Con la cabeza gacha y muy avergonzado, decidió afrontar la realidad y se dirigió al palacio con su maceta vacía. Todos los jóvenes estaban hablando de sus plantas, y cuando vieron al joven se echaron a reír, burlándose abiertamente de él. En ese momento, el alboroto se vio interrumpido por la entrada del rey, ante quien cada uno hizo su respectiva señal de reverencia mientras él se paseaba entre todas las macetas admirando las plantas.
Cuando terminó la inspección, llamó a su hija y, de entre todos los jóvenes, eligió al que había traído su maceta vacía. Atónitos, todos esperaban la explicación de aquella acción. El rey dijo: «Este es el nuevo heredero al trono y se casará con mi hija, porque a todos vosotros se os dio una semilla infértil, y todos intentasteis engañarme plantando otras plantas». Este joven tuvo el valor de presentarse y mostrar su vasija vacía, siendo sincero y valiente, cualidades que debe tener un futuro rey y que mi hija se merece.»
Esta pequeña historia nos da una lección sobre una realidad muy importante en nuestras vidas: la veracidad. Por desgracia, nuestra sociedad se ha transformado en una que aborrece la verdad. Hoy en día se alaba más lo «políticamente correcto» que la verdad. No quiero detenerme tanto en la falta de sinceridad con los demás, en la falta de correspondencia entre lo que pensamos de los demás y lo que decimos de los demás, sino que me gustaría considerar la sinceridad con nosotros mismos.

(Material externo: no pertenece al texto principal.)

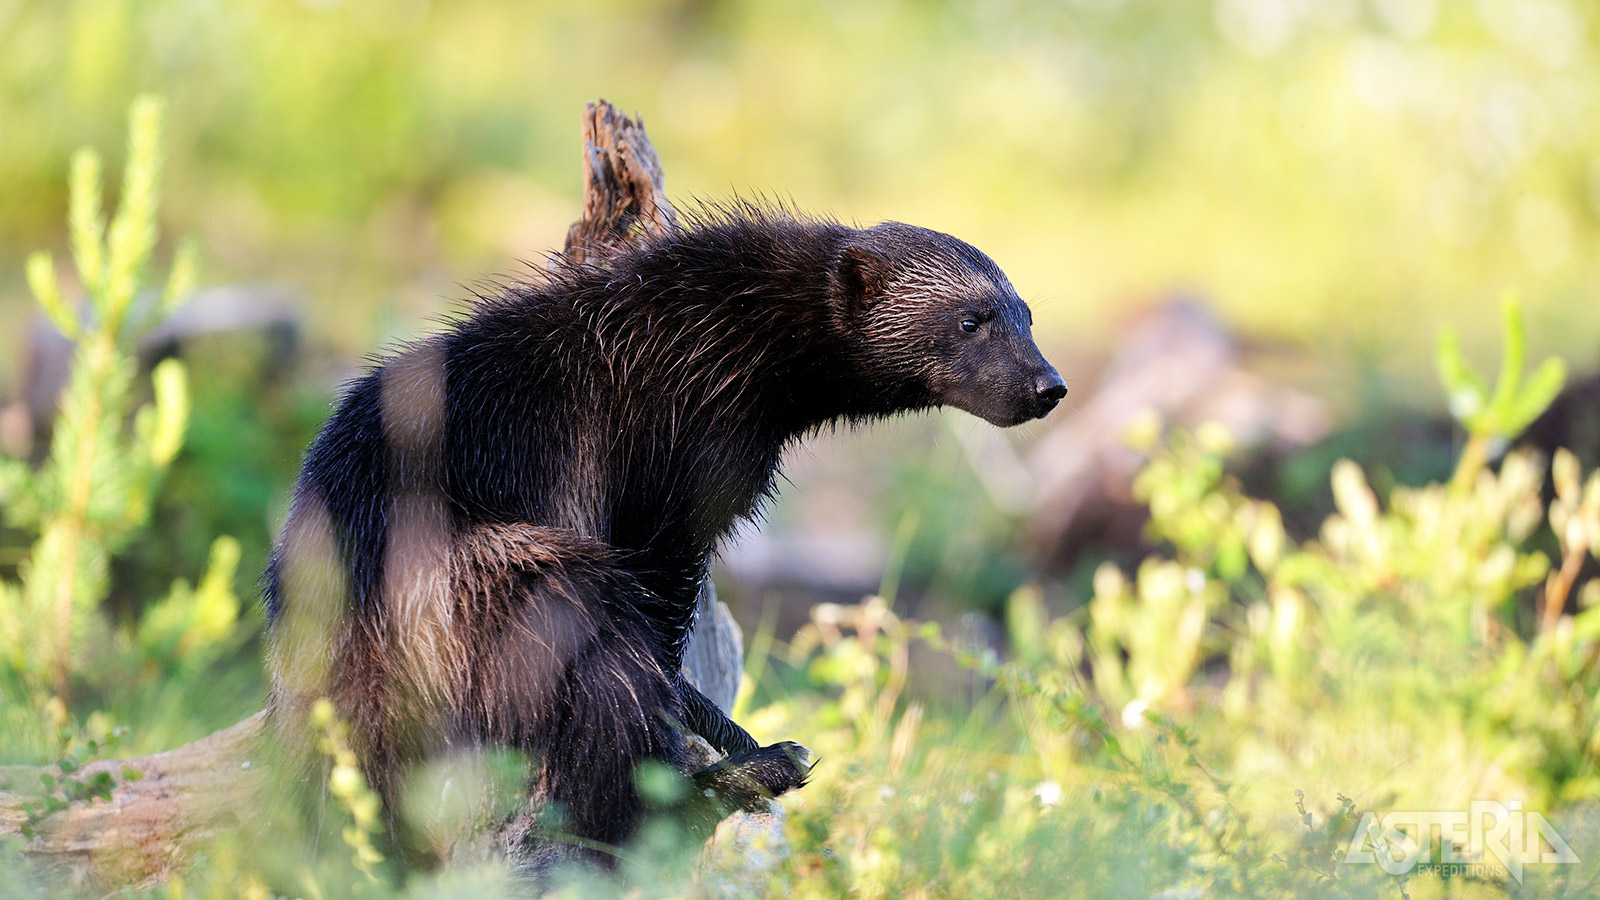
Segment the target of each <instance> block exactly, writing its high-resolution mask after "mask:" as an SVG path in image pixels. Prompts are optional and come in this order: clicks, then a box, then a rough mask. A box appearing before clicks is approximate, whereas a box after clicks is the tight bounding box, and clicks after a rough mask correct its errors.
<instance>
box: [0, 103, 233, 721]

Al igual que los jóvenes del cuento no se enfrentaron a su realidad y no fueron sinceros con ella, muchas veces nosotros no queremos, ni nos atrevemos, a enfrentarnos a nuestra realidad: reconocer nuestras limitaciones, reconocer nuestros errores, reconocer nuestras debilidades, etc. Es muy importante tener una idea correcta de nosotros mismos para poder crecer en nuestra personalidad. Querer «vender» una imagen de nosotros mismos que no se corresponde con la realidad es totalmente perjudicial para nuestra personalidad, y por supuesto, perjudica nuestro crecimiento en santidad.
Esta actitud implica una infidelidad a la verdad que no es intelectual (ignorancia) sino voluntaria. Nuestra voluntad ama más «la imagen de sí misma» que «la verdad de sí misma»; por tanto, es una falta de amor a la verdad. Es un pecado contra la verdad. Los pecados contra la verdad incluyen no buscarla con ardor (tener un amor tibio por la verdad), y también, lo que es más grave, la falta de amor es un pecado que nos lleva a manipular la verdad oscureciéndola, distorsionándola, despreciándola, acomodándola a lo que queremos, etc.
En este sentido, es muy importante trabajar una virtud bastante olvidada en nuestros días, que es la virtud de la verdad o veracidad, que nos permite mostrarnos tal como somos, tanto con nuestras palabras como con nuestros actos. Esta virtud nos hace amar la verdad hasta sus últimas consecuencias y nos hace estar dispuestos a pagar cualquier precio para no traicionarla, a imitación de Cristo, que fue condenado a muerte por ser fiel a la Verdad.
[1] «En otro sentido, se puede llamar verdad a lo que alguien dice, y según esto, decimos que se es «verdadero» por ello. Tal verdad o veracidad es necesariamente una virtud». (S.Th., II-II, 109, 1).